Overview
About Plum
Plum is an employee insurance and health benefits platform focused on making health insurance simple, accessible and inclusive for modern organizations. Healthcare in India is seeing a phenomenal shift with inflation in healthcare costs 3x that of general inflation. A majority of Indians are unable to afford health insurance on their own; and so as many as 600mn Indians will likely have to depend on employer-sponsored insurance.
Plum is on a mission to provide the highest quality insurance and healthcare to 10 million lives by FY2030, through companies that care. Plum is backed by Tiger Global and Peak XV Partners.
Position Overview
We are seeking an experienced Senior DevOps Engineer with 5+ years of expertise to lead our cloud infrastructure and DevOps initiatives. This role is critical in scaling our platform to serve millions of users while maintaining the highest standards of security, reliability, and performance in the healthcare domain.
Key Responsibilities
Infrastructure & Container Management
Design, implement, and upgrade enterprise-grade container infrastructure including Kubernetes clusters, node pools, and service mesh architectures
Lead the migration and optimization of legacy systems to cloud-native containerized solutions
Create, maintain, and optimize deployment manifest files for microservices using HELM charts and advanced templating
Architect and implement multi-environment Kubernetes strategies (dev, staging, production) with proper resource allocation and security boundaries
Troubleshoot complex container infrastructure issues and implement preventive measures
CI/CD & Automation Leadership
Design and maintain sophisticated CI/CD pipelines using ArgoCD for GitOps-based deployments
Lead the implementation of advanced pipeline strategies including blue-green deployments, canary releases, and feature flagging
Develop comprehensive automation frameworks using multiple scripting languages (Groovy, Go, Python, Shell, PowerShell)

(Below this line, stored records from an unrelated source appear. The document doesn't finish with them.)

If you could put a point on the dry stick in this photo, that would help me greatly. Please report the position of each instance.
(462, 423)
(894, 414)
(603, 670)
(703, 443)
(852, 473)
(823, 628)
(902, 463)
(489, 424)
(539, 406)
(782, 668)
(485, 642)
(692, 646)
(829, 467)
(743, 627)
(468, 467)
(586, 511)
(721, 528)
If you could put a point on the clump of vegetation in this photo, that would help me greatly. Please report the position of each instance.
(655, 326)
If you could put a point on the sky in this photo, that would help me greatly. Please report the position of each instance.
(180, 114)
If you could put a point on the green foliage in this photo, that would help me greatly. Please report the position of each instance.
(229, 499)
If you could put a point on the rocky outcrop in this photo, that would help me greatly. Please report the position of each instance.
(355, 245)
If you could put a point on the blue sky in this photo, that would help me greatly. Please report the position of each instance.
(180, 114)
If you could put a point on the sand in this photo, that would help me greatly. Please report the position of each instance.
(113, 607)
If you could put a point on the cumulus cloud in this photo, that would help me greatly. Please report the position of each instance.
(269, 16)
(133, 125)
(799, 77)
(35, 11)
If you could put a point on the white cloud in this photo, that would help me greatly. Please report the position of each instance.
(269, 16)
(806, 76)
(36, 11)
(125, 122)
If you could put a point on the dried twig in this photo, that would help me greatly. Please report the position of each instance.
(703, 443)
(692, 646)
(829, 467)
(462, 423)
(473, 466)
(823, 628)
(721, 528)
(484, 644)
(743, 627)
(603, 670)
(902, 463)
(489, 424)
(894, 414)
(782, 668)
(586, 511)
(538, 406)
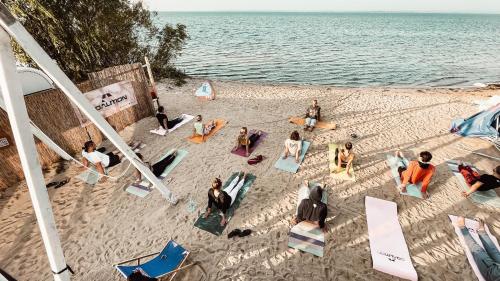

Implement and enforce software development best practices including quality gates, automated testing, vulnerability scanning, and penetration testing integration
Mentor junior team members on DevOps best practices and tooling
DevSecOps & Security
Champion DevSecOps practices by integrating security tools and processes throughout the software development lifecycle
Implement comprehensive security scanning, compliance monitoring, and vulnerability management workflows
Design and maintain secure artifact repositories using Nexus and JFrog Artifactory with proper access controls and vulnerability scanning
Ensure HIPAA and healthcare data compliance requirements are met across all infrastructure components
Lead security incident response and post-mortem activities
Observability & Performance Engineering
Design and implement comprehensive observability solutions using distributed tracing (Jaeger), service mesh monitoring (Kiali), and cloud-native monitoring tools
Architect centralized logging solutions using Elastic Stack (Elasticsearch, Logstash, Kibana) and Fluentd for high-volume healthcare data
Implement advanced monitoring and alerting strategies using Prometheus, Grafana, Datadog, and New Relic with custom dashboards and SLA tracking
Optimize application and infrastructure performance based on observability insights
Design disaster recovery and business continuity strategies
Infrastructure as Code & Cloud Architecture
Lead infrastructure design and implementation using Terraform and CloudFormation for multi-cloud environments
Architect scalable, fault-tolerant cloud solutions capable of handling healthcare workloads with strict uptime requirements
Design and implement auto-scaling strategies for handling variable healthcare enrollment periods and claim processing loads
Manage complex networking configurations including VPCs, load balancers, CDNs, and firewall rules for high-volume traffic
Required Qualifications
Experience & Education
4+ years of hands-on experience in Cloud & DevOps engineering with a proven track record of scaling production systems
Bachelor's or Master's degree in Computer Science, Engineering, or related technical field
Experience in healthcare, fintech, or other regulated industries is highly preferred
Technical Expertise
Cloud Platforms: Expert-level proficiency in at least one major cloud platform:
GCP: Compute Engine, IAM, VPC, Cloud Storage, Cloud Functions, Cloud SQL, GKE, Pub/Sub, Operations Suite, Cloud Security Command Center
AWS: EC2, IAM, VPC, S3, Lambda, RDS, EKS, SNS, CloudWatch, CloudTrail, AWS Config
Container Orchestration: Advanced Kubernetes experience including custom operators, RBAC, network policies, and multi-cluster management
Infrastructure as Code: Expert proficiency in Terraform with experience in complex, multi-environment deployments
CI/CD Tools: Advanced experience with Jenkins, GitLab CI, ArgoCD, and GitOps methodologies
Monitoring & Observability: Hands-on experience with the full observability stack and custom metric development
Programming: Strong scripting and automation skills in multiple languages
Preferred Qualifications
Must Have - Certification in cloud platforms (GCP Professional Cloud Architect, AWS Solutions Architect)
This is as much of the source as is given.